If you’ve been following news about Oakland schools, you know that we’re facing a financial crisis. The district is considering, once again, how to make painful cuts with real consequences for students. To make matters worse, deeply misleading narratives about surpluses or hidden money have led to more confusion and mistrust in our community.
As part of our Budgeting for Impact campaign, we’ve long advocated for greater transparency and smarter spending. OUSD needs to do a better job managing its budget. We need to keep the money close to students and put our resources towards the most impactful programs. The fact that budget cuts are needed is not an Oakland-specific problem. The financial crisis is a systemic reality that districts across California are facing. To overcome this crisis, Oakland needs collaboration, not conspiracy theory.
Stay tuned for more myth-busting information from GO (be sure you’ve liked our Facebook page for those updates) this week. But let’s start with the facts:
1. Rising Pension and Healthcare Costs
California teachers hope for – and rightly deserve – a secure retirement. By law, they receive a guaranteed lifetime retirement benefit or a pension. Districts are obligated to contribute a portion of their budget to fund these pensions, the cost of which has sharply increased in recent years. This is a statewide trend that has been widely reported (here, here, and here).
Specifically, in Oakland, pension costs more than doubled in just 4 years, from $545 per student in 2013-14 to $1,151 per student in 2017-18. Next year alone, OUSD will see a $3 million dollar increase. As both pension costs for retired teachers and healthcare costs for the current workforce continue to grow, these obligations take up a greater share of new money that districts have received each year – money that would otherwise benefit students more directly. Check out this video for more information on the statewide pension crisis.

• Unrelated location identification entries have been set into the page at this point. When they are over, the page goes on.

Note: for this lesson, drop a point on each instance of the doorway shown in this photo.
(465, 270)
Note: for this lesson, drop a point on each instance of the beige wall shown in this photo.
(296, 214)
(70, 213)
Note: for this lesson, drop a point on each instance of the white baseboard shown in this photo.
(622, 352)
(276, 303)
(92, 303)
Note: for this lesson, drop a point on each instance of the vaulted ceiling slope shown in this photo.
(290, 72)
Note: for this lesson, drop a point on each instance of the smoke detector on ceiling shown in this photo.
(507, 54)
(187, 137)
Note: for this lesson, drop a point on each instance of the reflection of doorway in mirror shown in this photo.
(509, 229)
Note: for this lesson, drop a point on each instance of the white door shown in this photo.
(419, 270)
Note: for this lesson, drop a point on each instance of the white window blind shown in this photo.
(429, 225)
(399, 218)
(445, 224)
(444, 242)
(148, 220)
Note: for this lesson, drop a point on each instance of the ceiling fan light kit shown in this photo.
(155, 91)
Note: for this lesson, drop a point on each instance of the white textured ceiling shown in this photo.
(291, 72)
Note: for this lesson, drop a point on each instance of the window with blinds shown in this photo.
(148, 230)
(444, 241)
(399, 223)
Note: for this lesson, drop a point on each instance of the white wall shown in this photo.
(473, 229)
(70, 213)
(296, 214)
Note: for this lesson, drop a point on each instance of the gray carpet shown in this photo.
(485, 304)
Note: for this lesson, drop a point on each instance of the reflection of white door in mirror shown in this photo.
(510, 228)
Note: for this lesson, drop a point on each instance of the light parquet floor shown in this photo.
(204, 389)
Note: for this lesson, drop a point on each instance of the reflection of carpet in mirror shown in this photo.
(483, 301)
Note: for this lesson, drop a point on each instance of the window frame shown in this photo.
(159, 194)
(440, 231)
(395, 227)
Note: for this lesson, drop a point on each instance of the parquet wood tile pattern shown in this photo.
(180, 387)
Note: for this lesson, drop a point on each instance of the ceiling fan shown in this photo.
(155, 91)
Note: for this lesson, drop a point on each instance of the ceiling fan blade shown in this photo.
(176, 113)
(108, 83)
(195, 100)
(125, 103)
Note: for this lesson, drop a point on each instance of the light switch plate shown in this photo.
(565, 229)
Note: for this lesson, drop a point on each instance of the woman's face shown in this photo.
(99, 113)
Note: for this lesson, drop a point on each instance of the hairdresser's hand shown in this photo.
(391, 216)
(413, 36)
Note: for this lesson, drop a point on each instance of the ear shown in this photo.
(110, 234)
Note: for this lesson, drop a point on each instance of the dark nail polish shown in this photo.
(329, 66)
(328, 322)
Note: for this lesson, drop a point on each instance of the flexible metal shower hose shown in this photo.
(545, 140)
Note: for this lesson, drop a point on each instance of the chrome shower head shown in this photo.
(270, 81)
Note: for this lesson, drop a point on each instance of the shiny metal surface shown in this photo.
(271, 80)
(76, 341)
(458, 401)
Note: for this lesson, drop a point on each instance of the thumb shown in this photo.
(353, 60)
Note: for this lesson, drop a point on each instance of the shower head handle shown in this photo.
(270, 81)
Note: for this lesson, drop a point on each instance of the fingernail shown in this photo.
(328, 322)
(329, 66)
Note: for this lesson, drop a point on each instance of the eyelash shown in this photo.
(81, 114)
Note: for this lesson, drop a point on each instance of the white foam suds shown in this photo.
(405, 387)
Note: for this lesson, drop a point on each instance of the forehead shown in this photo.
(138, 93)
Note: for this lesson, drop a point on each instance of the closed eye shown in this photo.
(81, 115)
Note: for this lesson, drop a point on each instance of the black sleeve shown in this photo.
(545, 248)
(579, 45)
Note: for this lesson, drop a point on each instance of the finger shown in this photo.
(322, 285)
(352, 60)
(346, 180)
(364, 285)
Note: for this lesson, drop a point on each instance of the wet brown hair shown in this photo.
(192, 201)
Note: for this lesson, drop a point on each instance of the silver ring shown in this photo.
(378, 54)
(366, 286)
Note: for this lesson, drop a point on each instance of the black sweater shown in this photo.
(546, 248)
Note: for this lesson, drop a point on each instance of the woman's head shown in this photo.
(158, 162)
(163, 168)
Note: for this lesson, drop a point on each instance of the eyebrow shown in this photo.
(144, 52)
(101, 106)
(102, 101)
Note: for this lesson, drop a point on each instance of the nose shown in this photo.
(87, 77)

2. Increased Special Education Costs
The federal government has continuously failed to fulfill its mandate to fully fund the Individuals with Disabilities Act (IDEA), a law passed to ensure that children with disabilities receive free and appropriate public education. This lack of federal funding leaves the burden on states and districts to fill in the expense gaps. On average, local districts have to make up 61 percent of the special education costs using their unrestricted funds.
To make matters more challenging, the costs of special education are rising. In California, special education costs have increased by just over 20 percent over the past decade — from $10.8 billion to $13 billion in inflation-adjusted figures. In OUSD specifically, the special education expenses are more than double the revenue they receive to cover these costs.

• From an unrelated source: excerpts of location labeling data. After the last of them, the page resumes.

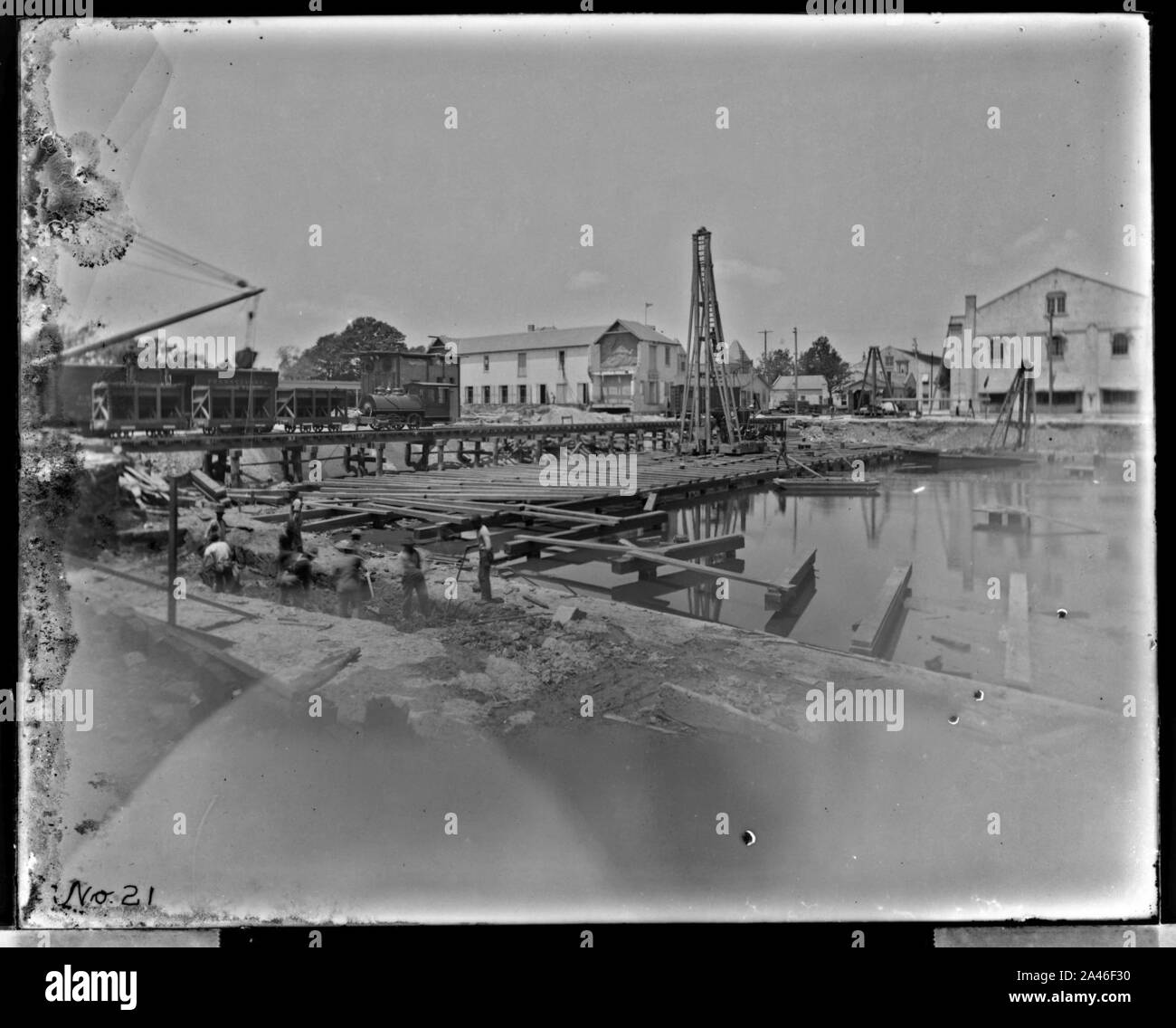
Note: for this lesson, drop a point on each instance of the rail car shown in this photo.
(258, 403)
(410, 406)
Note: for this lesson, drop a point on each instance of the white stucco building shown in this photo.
(1102, 345)
(622, 366)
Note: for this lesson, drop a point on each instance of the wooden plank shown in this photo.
(208, 486)
(657, 557)
(528, 545)
(648, 588)
(682, 550)
(1018, 668)
(870, 635)
(779, 599)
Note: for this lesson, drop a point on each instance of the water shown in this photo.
(1096, 566)
(289, 817)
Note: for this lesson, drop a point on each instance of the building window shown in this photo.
(1120, 397)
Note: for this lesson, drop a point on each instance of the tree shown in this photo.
(821, 359)
(337, 356)
(780, 362)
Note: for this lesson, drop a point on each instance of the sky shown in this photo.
(611, 121)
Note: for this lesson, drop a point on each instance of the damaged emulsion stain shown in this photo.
(67, 206)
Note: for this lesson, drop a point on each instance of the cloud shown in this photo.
(586, 280)
(735, 268)
(1029, 239)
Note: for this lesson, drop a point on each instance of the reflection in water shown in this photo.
(1082, 544)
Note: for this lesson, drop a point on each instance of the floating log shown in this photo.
(210, 486)
(780, 597)
(835, 487)
(682, 550)
(871, 633)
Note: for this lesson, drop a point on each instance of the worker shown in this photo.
(218, 562)
(218, 526)
(412, 569)
(293, 572)
(485, 559)
(294, 524)
(351, 585)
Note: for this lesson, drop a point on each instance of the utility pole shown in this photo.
(1049, 352)
(173, 510)
(796, 373)
(918, 379)
(764, 333)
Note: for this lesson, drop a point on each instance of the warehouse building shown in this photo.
(621, 367)
(1101, 346)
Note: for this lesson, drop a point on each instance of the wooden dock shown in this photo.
(439, 503)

3. Fixed Operational Costs of Maintaining School Facilities With Low or Declining Enrollment
Many of Oakland’s schools are under-enrolled (for example, there are high schools that have historically served over 800 students and now only have just above 300 students enrolled) located in areas where few students live, or both. OUSD projects more than 10,000 seats will be empty across 87 schools this year. Both OUSD and the most recent Alameda Grand Jury Report have addressed and recognized that they are spreading their resources too thin, while maintaining the status quo that will not improve outcomes for our students.

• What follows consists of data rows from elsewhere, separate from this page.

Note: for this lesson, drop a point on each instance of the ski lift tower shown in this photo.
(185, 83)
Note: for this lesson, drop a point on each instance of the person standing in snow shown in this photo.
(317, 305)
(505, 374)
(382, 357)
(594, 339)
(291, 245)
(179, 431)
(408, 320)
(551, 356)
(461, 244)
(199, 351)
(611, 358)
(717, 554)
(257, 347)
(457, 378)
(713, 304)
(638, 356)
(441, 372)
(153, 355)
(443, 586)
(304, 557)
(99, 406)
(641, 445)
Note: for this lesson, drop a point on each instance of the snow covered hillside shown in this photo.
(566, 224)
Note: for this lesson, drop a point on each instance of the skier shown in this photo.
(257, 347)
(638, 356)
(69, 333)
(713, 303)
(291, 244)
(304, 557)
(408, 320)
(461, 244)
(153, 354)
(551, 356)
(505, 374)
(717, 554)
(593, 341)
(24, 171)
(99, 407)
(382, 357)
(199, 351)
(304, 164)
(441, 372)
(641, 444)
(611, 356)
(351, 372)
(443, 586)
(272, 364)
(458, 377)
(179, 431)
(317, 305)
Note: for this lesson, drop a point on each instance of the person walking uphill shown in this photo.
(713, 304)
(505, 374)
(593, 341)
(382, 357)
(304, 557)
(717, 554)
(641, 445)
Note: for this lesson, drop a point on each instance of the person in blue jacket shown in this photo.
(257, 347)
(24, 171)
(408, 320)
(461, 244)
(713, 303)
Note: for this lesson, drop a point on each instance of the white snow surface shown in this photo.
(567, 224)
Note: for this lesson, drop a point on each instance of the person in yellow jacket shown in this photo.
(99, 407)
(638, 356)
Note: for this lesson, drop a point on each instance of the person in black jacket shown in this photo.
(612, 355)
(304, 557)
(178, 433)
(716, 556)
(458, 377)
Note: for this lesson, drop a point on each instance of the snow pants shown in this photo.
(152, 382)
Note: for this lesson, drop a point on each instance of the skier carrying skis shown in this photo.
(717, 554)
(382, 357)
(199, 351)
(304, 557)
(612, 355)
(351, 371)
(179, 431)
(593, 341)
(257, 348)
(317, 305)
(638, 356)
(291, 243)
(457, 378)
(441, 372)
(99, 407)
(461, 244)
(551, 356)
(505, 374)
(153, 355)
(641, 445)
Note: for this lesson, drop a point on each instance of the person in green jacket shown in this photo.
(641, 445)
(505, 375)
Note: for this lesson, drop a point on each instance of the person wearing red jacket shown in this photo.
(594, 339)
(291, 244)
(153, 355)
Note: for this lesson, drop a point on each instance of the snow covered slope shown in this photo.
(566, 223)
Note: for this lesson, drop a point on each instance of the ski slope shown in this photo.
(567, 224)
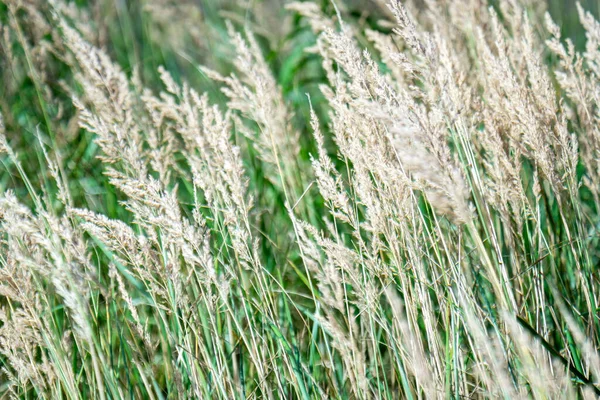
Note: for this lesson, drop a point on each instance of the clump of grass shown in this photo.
(396, 205)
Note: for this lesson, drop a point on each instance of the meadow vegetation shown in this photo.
(320, 199)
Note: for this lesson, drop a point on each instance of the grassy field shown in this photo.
(347, 199)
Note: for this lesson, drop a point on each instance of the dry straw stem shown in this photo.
(423, 224)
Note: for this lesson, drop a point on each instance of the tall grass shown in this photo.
(303, 200)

From Superintendent Kyla Johnson-Trammell:
“We want to ensure we have the right number of high quality schools in the locations where Oakland’s students and families need them. This will allow us to maximize our resources so we can provide more of the services our students deserve.”
4. Flat or Stagnant School Funding
California spends $11,000 per student. That’s only half as much as the top funded state in the nation: more than $22,000 in New York. Even though costs are rising across the state, funding levels have remained mostly flat. Since the 2015-16 school year, we’ve only seen a small increase of a few hundred dollars per student in Oakland. Combined with all the rising costs mentioned above, this stagnant funding level only exacerbates the financial hardships districts are facing. There are upcoming opportunities to increase funding for our schools like a statewide facilities bond measure on the ballot next week, the Schools and Communities First measure on ballots in November, and a potential local facilities bond measure also on that ballot for Oakland schools specifically.
The Pathway Forward
To overcome this budget crisis and to be able to provide a stable learning environment for current and future students, hard decisions must be made. Failing to make these decisions will be even harder and could lead to state or county takeover of Oakland schools. This would mean that decisions would be made for us, not by us. Oakland needs to work together and put students at the center.
In a hopeful example of collaboration, our neighbors in West Contra Costa recently saw their school district and teacher and school worker unions come together to issue a joint statement acknowledging that while they may disagree at times, they are committed to finding common ground in the interests of students. This kind of collaboration can be true in Oakland, too, if we are willing to come together.